# Brake and shifter cables



## Stinky_Sullivan (Oct 27, 2013)

I picked up a Rollfast Super Deluxe. The cables are a little stiff. They don't look rusted. What can I use to loosen them up? If I need to replace them, to they come in standard lengths? Can I just replace the cables and keep the original cable sheaths?


----------



## Hermanator3 (Oct 29, 2013)

Cables come in two sizes, standard & tandem. They are cut to length.   If they are not rusty or unraveling on the ends, don't need to replace.  If replacing, make sure that the lead end matches what you are replacing.  If the housing is not kinked or rusted inside, no need to replace.  Lub the inside of the housing with Triflow in the small plastic squeeze bottle whether replacing or not.  If you need to replace the housing, have the bike shop where you buy it cut it to length.  They should do it for free.


----------



## sailorbenjamin (Nov 11, 2013)

I like to free things up with WD 40 or PB Blaster as they penetrate well and dissolve rust, however they don't make a good permanent lube so I follow that up wit h chain lube.  They do make cable lube but the guy at the bike store told me they aren't all that different and the chain stuf is good all around stuff.
Your Rollfast wasn't made by Raleigh was it?  They sometimes have funny ends on them and are hard to find.  Not hard to find a replacement caliper that looks almost the same and takes the standard cable.


----------



## partsguy (Nov 11, 2013)

If you need some sheaths let me know. I have a set of old school Shimano shifter cable sheaths.


----------



## Stinky_Sullivan (Nov 11, 2013)

sailorbenjamin said:


> Your Rollfast wasn't made by Raleigh was it?  They sometimes have funny ends on them and are hard to find.  Not hard to find a replacement caliper that looks almost the same and takes the standard cable.

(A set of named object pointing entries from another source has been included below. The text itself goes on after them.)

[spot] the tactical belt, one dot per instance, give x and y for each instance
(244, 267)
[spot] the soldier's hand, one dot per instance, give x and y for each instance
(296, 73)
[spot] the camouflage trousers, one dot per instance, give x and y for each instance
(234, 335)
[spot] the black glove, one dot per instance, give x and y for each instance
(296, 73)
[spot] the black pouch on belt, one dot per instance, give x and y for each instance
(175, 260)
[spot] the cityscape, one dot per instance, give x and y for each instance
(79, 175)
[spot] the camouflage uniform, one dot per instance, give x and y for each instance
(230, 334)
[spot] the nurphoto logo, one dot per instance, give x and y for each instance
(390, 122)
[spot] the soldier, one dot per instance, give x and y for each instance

There's nothing on the bike that says Raleigh. These lightweights are not in my knowledge base. I'm a balloon tire guy. If I had to guess, I'd say Huffy. I'm assuming Huffy used the Rollfast labor too.



classicfan1 said:


> If you need some sheaths let me know. I have a set of old school Shimano shifter cable sheaths.




I'll be getting back to this project when I'm home for Thanksgiving. I'll look then.


----------



## SirMike1983 (Nov 12, 2013)

I spray the cables and insides of the housings with some WD-40 and once they are free, follow up by greasing them with lithium grease. Where the cables turn in particular should get attention because friction there is usually highest. 

I follow Sheldon Brown's advice on cables and routing:

http://sheldonbrown.com/cables.html

"Cable Lubrication:
In the old days, before the development of plastic-lined housing, it was necessary to coat the inner cable with light grease or heavy oil."

I do just that with the lithium grease.


----------



## bulldog1935 (Nov 14, 2013)

Any place you might want to use WD40 on a bicycle, I recommend trying Boeshield T9 (spray or liquid).  
I've used it for many years repairing other people's valuable antique fishing reels.  
Compared to WD40, I believe it dehydrates corrosion salts better, cleans better, and it leaves both corrosion inhibitor and a slightly heavier paraffin lubricant.


----------